Expression directe

Les Français, et les actions 

Lancée en 2008, l’étude SoFia suit un échantillon représentatif de la population nationale, constitué de 12 000 individus de 15 ans et plus. Réalisée en mars dernier, l’étude souligne une certaine stabilité de la proportion de personnes déclarant détenir des actions en direct (6.7%). Résultats complets ici : enquête SoFia réalisée par l’institut Kantar pour l’Autorité des marchés financiers (AMF).

Les principaux enseignements de l’enquête sont les suivants :

  1. Plus de 10% des détenteurs d’actions en direct ont désormais moins de 25 ans.

Entre 2019 et 2021, on observe un rajeunissement du profil des investisseurs en actions. La proportion des moins de 35 ans avait augmenté de 11 % à 18 % en deux ans et a légèrement diminué en 2022 à 17 %. Chez les 25-34 ans, ce taux est passé de 4 % en 2021 à 3,4 % en 2022. 

  • L’étude met également en évidence une baisse significative de la détention d’actions chez les plus de 55 ans.

S’ils sont 8.4% à déclarer détenir des actions en direct en 2022, ils étaient 9% en 2021. C’est sur la tranche d’âge 65-74 ans que la baisse est la plus importante. Le taux de détention déclarée d’actions en direct est passée de 10,8 % en 2020 à 8,5 % en mars 2022.
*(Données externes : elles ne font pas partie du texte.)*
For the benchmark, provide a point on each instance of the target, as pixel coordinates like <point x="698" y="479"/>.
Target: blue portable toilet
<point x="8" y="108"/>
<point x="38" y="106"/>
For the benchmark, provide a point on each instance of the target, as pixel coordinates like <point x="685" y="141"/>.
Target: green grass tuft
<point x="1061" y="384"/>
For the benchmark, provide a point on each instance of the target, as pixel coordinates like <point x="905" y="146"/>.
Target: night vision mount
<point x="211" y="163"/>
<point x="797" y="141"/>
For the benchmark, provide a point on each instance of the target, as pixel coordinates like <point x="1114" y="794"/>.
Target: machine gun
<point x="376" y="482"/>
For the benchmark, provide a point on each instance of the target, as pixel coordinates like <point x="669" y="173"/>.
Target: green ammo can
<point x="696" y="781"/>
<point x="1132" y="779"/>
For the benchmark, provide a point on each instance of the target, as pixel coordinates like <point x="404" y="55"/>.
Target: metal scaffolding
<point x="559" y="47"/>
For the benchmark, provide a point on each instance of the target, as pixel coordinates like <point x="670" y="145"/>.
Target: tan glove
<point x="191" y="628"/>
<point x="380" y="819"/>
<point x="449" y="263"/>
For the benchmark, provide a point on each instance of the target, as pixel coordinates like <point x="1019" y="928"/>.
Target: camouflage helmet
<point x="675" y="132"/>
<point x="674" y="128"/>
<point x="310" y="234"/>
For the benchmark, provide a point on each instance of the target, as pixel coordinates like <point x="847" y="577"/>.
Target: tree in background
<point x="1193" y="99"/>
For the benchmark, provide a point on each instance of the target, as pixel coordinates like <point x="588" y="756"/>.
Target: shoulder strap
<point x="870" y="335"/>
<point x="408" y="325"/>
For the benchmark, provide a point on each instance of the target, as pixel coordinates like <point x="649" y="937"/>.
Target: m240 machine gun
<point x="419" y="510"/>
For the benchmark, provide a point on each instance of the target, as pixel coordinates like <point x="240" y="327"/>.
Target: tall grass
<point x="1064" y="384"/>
  • Enfin, les placements collectifs sont de plus en plus souvent détenus dans le cadre de l’assurance-vie.

Moins de 10 % des sondés ont déclaré posséder en direct des valeurs mobilières en 2022, contre plus de 18 % en 2009. Dans le même temps, la proportion de personnes déclarant détenir un contrat d’assurance vie en UC a augmenté, de 8 % en 2009 à 13,4 % en mars 2022.  

Concernant la nouvelle génération de boursicoteurs, l’AMF souligne que « cette nouvelle passion de la jeunesse pour le trading a coïncidé avec l’arrivée en France de néobrokers ciblant ces jeunes en leur proposant une nouvelle façon, plus ludique, d’investir » dans un article publié début juillet dans les Echos. Cependant, l’organisation s’interroge sur la durabilité de ce renouvellement de génération des actionnaires individuels et pose deux questions :

  • Ces jeunes néo-investisseurs, étudiants pour la plupart, plus investis que les générations précédentes au même âge, conserveront-ils leurs actions en cas de fortes baisses des marchés ?
  • Que feront-ils de leur portefeuille lorsqu’ils rentreront dans la vie active ?

Par ailleurs, l’AMF et l’ARPP (Autorité de la régulation professionnelle de la publicité) entendent renforcer leur collaboration en faveur d’une publicité claire et responsable dans le domaine des produits financiers pour notamment protéger cette jeune génération d’investisseurs. Les deux organisations souhaitent aujourd’hui s’adapter aux nouveaux enjeux liés à l’évolution des textes et des modes de publicité. Dans un avenant signé le 19 juillet, l’AMF pourra donc apporter son expertise les actifs numériques et services sur actifs numériques.

De plus, après élaboration d’un programme commun pour 2022-2023, plusieurs chantiers ont été définis tels que :

  • La création d’une recommandation de l’ARPP à ses membres sur les communications portant sur des actifs numériques et offres de jetons ;
  • La mise à jour de la recommandation générale l’ARPP sur les communications portant sur des produits et services financiers ou d’investissement ;
  • L’actualisation de la recommandation de l’ARPP sur les communications portant sur les contrats financiers à effet de levier et de la recommandation portant sur les investissements atypiques ;
  • La création d’un module spécifique au secteur financier du certificat de l’influence responsable lancé en 2021 par l’ARPP, avec l’objectif de présenter de façon pédagogique les bonnes pratiques et les règles s’appliquant dans ce domaine.

Sur ce dernier point, l’AMF déclare « fournir sa connaissance du secteur financier » – notamment dans « les actifs numériques » comme les cryptomonnaies.  L’ARPP devra de son côté « partager avec l’AMF les résultats de son analyse des communications ». Le partenariat évoque également « une présentation pédagogique » de l’AMF destinée aux influenceurs sur les réglementations financières auxquelles ils peuvent être soumis et les risques d’arnaques qui circulent en ligne.

Une première phase d’expérimentation sera menée d’ici la fin de l’année. La confirmation des orientations est prévue pour 2023.

Source : Cet article est issu de la veille hebdomadaire effectuée par la FAS, partagée avec les adhérents de l’AASGO. La FAS est membre de l’Observatoire des Actionnaires d’Avenir (OAA) et participe à son Comité d’orientation.